Section 912 of the IFC states that _Fire department connections shall be located on the street side of buildings, fully visible and recognizable from the street or nearest point of fire department vehicle access or as otherwise approved by the code official_.  

And..._Fire department connections shall be installed in accordance with the National Fire Protection Association (NFPA) standard applicable to the system design_.

What, if anything, does the NFPA say with regard to the _*location*_ of the FDC?  I would have thought the NFPA 1 would have some type of requirement, but I could not find anything.

Thanks


----------



## RLGA (May 8, 2017)

NFPA 1 is a fire code much like the IFC. The reference to the NFPA in the IFC is in regard to the specific system standard for the type of sprinkler system used, such as NFPA 13.


----------



## cda (May 8, 2017)

Problem is building layouts are not all the same 

Road access to building

Fire hydrant location

Some ahj's have some specific requirements

So with all that said

NO. There is not a specific location


----------



## George McGerd (May 8, 2017)

RLGA said:


> NFPA 1 is a fire code much like the IFC. The reference to the NFPA in the IFC is in regard to the specific system standard for the type of sprinkler system used, such as NFPA 13.

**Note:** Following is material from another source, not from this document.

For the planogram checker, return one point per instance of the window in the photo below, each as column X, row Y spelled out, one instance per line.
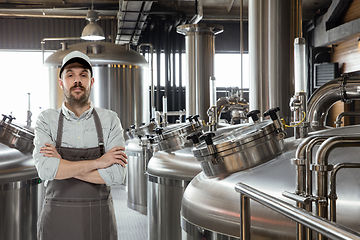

Thanks.  The project will utilize a sprinkler system in accordance w/ NFPA 13.  While I don't have the book, my online research suggests NFPA 13 requires the FDC to be located on the "street" side of the building.  Sounds similar to IFC.  Obviously, we will get the location approved by AJH as required by code.  We prefer to have a proposed location and let the Fire Marshal shoot holes in it if location doesn't work for them.


----------



## cda (May 8, 2017)

Sounds good

Check to see if the ahj has any admendments or policy.


----------



## George McGerd (May 8, 2017)

cda said:


> Problem is building layouts are not all the same
> 
> Road access to building
> 
> ...



Thank you.  The project is somewhat complex with three frontage roads.  Although from my point of view it has great fire department access.  We will propose to locate the FDC near the main entrance and visible from the main road.  The hydrant locations have not yet been determined, and I realize those can affect the location of the FDC as well...


----------



## cda (May 8, 2017)

George McGerd said:


> Thank you.  The project is somewhat complex with three frontage roads.  Although from my point of view it has great fire department access.  We will propose to locate the FDC near the main entrance and visible from the main road.  The hydrant locations have not yet been determined, and I realize those can affect the location of the FDC as well...



I take it that is the area of the building where the fire sprinkler riser will be??


----------



## mtlogcabin (May 8, 2017)

We require a horn strobe to be located above the FDC. Helps to located the FDC when the landscaping changes over night and the annual inspection is 11 month away.


----------